On Fri, 2 Feb 2024 19:42:11 +0000, Simon Parker <
simonpa...@gmail.com>
wrote:
>You may not be aware, but BAILII is a charity and operates on a skeleton
>staff (mid-single digit FTE employees).
>
>As a result, the number of cases on which they produce reports is
>limited due to funding constraints.
>
>It is further limited by the fact that they are restricted to the number
>of cases they can report per year because of copyright restrictions on
>the transcription notes taken in court.
>
>Finally, BAILII lost the contract with the government in 2022 which was
>a major source of their funding with the government deciding that case
>reporting should be handled by The National Archives (TNA) "Find Case
>Law" service instead. (
https://caselaw.nationalarchives.gov.uk/)
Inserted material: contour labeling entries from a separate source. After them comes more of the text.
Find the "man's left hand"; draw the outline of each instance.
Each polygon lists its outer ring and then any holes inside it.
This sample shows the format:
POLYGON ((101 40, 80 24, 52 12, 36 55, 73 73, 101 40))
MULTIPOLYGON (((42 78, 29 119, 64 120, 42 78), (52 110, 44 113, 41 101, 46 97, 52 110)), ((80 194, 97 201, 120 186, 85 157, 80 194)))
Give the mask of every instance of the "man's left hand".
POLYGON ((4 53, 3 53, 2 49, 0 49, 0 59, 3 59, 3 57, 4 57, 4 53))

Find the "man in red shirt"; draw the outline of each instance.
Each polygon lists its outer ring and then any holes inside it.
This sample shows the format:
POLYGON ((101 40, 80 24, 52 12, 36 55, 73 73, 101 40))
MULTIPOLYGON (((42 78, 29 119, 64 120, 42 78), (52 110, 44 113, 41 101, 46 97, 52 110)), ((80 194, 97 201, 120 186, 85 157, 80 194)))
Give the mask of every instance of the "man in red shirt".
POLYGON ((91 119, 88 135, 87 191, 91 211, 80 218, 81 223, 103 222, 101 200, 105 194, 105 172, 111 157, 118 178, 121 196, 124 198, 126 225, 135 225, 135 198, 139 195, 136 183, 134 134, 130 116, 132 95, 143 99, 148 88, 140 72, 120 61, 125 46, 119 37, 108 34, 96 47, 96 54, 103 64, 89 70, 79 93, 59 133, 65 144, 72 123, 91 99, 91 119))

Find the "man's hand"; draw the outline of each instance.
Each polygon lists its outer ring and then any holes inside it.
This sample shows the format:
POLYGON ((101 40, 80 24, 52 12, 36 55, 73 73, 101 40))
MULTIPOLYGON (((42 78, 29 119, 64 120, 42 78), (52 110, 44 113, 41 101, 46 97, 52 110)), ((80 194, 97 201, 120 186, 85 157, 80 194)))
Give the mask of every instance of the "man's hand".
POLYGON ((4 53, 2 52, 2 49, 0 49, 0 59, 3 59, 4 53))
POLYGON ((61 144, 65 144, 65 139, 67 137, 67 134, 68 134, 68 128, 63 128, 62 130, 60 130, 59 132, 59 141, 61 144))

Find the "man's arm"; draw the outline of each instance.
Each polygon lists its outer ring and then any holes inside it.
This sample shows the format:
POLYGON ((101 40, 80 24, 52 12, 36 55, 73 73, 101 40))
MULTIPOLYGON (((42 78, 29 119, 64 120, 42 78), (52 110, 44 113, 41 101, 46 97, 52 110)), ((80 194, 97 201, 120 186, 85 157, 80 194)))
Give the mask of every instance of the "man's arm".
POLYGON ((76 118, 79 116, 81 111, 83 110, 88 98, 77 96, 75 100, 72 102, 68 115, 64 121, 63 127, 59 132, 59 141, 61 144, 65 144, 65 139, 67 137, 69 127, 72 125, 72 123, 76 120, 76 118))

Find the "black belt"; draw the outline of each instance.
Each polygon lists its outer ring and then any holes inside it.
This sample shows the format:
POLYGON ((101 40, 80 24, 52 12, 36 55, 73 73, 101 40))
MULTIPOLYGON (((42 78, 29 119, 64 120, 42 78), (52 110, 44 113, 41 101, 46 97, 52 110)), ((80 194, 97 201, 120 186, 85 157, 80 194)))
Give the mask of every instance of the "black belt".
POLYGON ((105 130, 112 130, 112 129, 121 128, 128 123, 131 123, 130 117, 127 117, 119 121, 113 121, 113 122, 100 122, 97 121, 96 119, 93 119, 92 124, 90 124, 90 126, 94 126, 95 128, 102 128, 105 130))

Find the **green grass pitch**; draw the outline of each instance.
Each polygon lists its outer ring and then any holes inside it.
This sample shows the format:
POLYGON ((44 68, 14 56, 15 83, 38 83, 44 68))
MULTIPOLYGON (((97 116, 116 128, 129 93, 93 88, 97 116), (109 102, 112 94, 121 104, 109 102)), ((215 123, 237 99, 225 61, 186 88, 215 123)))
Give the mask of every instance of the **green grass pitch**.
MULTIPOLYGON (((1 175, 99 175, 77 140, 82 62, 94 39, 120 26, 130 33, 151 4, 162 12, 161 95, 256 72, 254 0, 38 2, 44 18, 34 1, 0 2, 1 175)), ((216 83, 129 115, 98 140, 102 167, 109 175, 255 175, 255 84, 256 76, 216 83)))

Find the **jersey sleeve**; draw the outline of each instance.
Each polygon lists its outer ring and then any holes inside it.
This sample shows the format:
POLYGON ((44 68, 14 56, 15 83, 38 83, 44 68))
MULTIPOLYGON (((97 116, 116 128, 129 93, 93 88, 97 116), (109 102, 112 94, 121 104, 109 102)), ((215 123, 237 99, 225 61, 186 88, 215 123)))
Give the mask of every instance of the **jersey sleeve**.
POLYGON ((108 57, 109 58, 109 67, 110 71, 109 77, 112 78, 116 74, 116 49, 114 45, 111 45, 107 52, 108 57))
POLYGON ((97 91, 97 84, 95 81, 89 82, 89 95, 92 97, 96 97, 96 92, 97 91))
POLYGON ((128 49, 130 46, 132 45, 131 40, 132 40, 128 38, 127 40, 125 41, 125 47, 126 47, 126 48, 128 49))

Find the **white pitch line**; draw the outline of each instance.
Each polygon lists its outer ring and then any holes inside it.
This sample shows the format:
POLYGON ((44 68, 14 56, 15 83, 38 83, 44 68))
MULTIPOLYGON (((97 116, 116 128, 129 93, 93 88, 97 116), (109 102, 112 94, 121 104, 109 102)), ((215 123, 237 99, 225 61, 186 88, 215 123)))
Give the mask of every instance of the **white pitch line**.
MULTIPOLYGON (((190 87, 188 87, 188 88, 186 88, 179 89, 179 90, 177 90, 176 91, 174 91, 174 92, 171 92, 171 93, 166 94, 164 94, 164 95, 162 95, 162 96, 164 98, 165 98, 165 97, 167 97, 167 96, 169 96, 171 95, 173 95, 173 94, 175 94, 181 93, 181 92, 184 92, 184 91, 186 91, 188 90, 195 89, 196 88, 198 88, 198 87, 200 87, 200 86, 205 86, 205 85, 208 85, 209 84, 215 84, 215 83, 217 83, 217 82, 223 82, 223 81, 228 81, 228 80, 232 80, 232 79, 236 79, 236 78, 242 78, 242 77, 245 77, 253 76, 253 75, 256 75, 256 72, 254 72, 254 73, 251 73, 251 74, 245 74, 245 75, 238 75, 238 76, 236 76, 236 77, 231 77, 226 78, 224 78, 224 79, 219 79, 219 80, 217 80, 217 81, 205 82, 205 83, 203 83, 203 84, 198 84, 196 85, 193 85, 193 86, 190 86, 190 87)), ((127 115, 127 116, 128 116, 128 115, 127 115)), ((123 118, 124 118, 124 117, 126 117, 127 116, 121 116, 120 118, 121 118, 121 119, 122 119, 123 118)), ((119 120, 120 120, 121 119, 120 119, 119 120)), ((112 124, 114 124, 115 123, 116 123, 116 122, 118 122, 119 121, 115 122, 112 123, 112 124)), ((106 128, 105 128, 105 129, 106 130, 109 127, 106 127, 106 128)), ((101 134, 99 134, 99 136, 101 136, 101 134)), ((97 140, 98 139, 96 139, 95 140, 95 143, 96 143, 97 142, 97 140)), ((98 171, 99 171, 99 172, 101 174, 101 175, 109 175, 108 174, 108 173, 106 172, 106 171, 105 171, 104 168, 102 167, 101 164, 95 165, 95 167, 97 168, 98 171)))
BAILII's main problem is that their website is still stuck in the 1990s. The
design is obsolete, it's full of broken HTML, and comes nowhere near meeting
the requirements of the Public Sector Acessibility Regulations. Even the
"beta" version, which you might expect to take all this into account, is
nothing more than a limited visual redesign.
Back in the early 2010s, I was tangentially involved with a group trying to
break BAILII's monopoly on publishing judgments[1], and after that came to
nothing I had some contact with the Department of Justice about the
possibility of bidding for the contract to publish judgments when it was
next put up for tender. That came to nothing, but in any case I think that
the National Archives is probably the best place for it anyway. The NA case
law website isn't fully compliant with the PSAR, but I think that's an
unavoidable consequence of the need to make the web version as close as
possible to the printed version (which is definitive) of a published
judgment. And, unlike BAILLI, it is at least competant and valid HTML.